In a memo two weeks later to his ex-wife’s brother, Shanahan claimed his son acted in self-defense.
“Use of a baseball bat in self-defense will likely be viewed as an imbalance of force,” he wrote. “However, Will’s mother harassed him for nearly three hours before the incident.”
Shanahan alluded to the alleged incidents in two statements Tuesday, first to USA Today and then in a statement confirming his withdrawal from the process.
“I believe my continuing in the confirmation process would force my three children to relive a traumatic chapter in our family’s life and reopen wounds we have worked years to heal,” he said.
In interviews with the Post this week, Shanahan said he regretted how he handled the incident with his son.

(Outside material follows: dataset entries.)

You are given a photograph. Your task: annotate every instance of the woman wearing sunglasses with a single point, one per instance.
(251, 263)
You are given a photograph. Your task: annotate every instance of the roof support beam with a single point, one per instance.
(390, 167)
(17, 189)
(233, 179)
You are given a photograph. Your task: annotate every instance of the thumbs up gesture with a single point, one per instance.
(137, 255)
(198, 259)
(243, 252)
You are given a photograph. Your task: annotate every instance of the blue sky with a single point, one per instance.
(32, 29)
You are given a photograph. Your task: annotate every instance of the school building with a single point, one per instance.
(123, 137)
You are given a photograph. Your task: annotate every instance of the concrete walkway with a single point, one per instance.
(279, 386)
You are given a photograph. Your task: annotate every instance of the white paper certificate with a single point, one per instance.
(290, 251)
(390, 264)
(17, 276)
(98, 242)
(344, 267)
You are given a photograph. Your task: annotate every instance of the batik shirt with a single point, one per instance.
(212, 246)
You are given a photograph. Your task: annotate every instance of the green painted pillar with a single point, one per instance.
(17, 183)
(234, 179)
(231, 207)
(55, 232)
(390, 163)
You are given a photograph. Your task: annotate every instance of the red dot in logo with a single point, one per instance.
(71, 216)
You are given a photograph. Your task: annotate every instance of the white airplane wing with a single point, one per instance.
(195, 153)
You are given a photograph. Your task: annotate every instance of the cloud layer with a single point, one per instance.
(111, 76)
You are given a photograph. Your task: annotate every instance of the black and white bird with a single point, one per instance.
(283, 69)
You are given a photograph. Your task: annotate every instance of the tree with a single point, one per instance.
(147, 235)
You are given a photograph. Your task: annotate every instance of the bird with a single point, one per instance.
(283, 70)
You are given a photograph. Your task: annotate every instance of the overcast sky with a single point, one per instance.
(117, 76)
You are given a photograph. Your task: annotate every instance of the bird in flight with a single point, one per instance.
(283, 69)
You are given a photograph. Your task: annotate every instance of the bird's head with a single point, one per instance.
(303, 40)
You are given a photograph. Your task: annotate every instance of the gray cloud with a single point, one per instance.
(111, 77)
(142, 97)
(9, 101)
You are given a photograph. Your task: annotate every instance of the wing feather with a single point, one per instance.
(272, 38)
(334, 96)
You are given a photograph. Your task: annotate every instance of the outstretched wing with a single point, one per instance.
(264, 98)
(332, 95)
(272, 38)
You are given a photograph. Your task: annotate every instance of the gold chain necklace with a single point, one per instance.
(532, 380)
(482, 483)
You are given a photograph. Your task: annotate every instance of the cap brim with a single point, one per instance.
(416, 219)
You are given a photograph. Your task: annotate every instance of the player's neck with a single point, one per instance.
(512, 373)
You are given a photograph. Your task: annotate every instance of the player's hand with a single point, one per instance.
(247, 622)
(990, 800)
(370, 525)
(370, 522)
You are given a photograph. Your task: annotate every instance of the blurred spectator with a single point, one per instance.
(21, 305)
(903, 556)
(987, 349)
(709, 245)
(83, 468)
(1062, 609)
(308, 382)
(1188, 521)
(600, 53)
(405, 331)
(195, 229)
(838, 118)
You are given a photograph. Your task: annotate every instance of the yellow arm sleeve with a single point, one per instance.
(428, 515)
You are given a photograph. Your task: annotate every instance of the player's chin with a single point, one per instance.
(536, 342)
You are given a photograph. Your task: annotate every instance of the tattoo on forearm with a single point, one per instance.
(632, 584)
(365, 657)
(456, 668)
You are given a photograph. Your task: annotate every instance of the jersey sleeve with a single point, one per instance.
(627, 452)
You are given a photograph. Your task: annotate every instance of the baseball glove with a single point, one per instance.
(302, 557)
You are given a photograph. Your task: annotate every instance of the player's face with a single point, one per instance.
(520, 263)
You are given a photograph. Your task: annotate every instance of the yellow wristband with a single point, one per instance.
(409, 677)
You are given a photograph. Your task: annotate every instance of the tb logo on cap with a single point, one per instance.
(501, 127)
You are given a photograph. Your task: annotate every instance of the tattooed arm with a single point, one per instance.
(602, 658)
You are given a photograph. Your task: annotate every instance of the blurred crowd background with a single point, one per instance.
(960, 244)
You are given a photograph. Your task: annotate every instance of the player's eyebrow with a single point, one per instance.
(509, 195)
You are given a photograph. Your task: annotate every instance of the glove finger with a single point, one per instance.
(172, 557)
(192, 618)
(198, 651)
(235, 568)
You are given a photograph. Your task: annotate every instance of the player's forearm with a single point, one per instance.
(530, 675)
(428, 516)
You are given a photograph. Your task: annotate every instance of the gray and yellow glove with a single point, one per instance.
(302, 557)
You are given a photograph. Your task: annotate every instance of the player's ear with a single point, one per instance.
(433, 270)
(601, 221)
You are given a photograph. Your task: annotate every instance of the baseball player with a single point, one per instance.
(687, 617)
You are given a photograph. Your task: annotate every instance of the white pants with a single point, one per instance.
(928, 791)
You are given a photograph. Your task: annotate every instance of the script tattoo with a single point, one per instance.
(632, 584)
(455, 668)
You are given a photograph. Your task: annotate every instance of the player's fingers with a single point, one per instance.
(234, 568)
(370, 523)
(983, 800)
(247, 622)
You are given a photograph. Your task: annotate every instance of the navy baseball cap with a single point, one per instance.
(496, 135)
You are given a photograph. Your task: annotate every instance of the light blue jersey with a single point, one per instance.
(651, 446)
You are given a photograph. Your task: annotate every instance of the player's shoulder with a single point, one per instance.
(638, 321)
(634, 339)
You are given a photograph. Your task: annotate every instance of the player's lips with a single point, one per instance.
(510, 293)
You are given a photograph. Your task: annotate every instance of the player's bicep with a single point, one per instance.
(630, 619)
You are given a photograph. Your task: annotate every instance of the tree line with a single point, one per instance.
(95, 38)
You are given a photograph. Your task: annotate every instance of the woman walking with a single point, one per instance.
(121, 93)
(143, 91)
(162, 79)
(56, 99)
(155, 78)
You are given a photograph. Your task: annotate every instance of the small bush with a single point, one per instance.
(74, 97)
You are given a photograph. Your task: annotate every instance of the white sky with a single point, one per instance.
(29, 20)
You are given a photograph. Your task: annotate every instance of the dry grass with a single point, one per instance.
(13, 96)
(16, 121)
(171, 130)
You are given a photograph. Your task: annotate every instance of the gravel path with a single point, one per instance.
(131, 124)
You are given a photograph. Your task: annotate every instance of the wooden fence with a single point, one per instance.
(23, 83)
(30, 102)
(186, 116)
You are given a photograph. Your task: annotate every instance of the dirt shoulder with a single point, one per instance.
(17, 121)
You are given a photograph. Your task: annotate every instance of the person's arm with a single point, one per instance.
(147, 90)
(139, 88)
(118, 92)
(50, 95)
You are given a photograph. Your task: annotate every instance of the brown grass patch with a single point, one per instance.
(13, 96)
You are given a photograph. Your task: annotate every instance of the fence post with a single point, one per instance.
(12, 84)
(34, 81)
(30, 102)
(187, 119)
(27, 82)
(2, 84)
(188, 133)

“Quite frankly, it’s difficult to relive that moment and the passage was difficult for me to read. I was wrong to write those three sentences,” he said. “I have never believed Will’s attack on his mother was an act of self-defense or justified. I don’t believe violence is appropriate ever, and certainly never any justification for attacking someone with a baseball bat.”
Shanahan previously served as deputy defense secretary; before that, he worked for more than 30 years at Boeing. In March, the Defense Department announced it had opened an ethics investigation into allegations that Shanahan regularly touted Boeing over other defense contractors, including Lockheed Martin, while serving in an official government capacity.
The Pentagon’s inspector general cleared Shanahan of the allegations in April.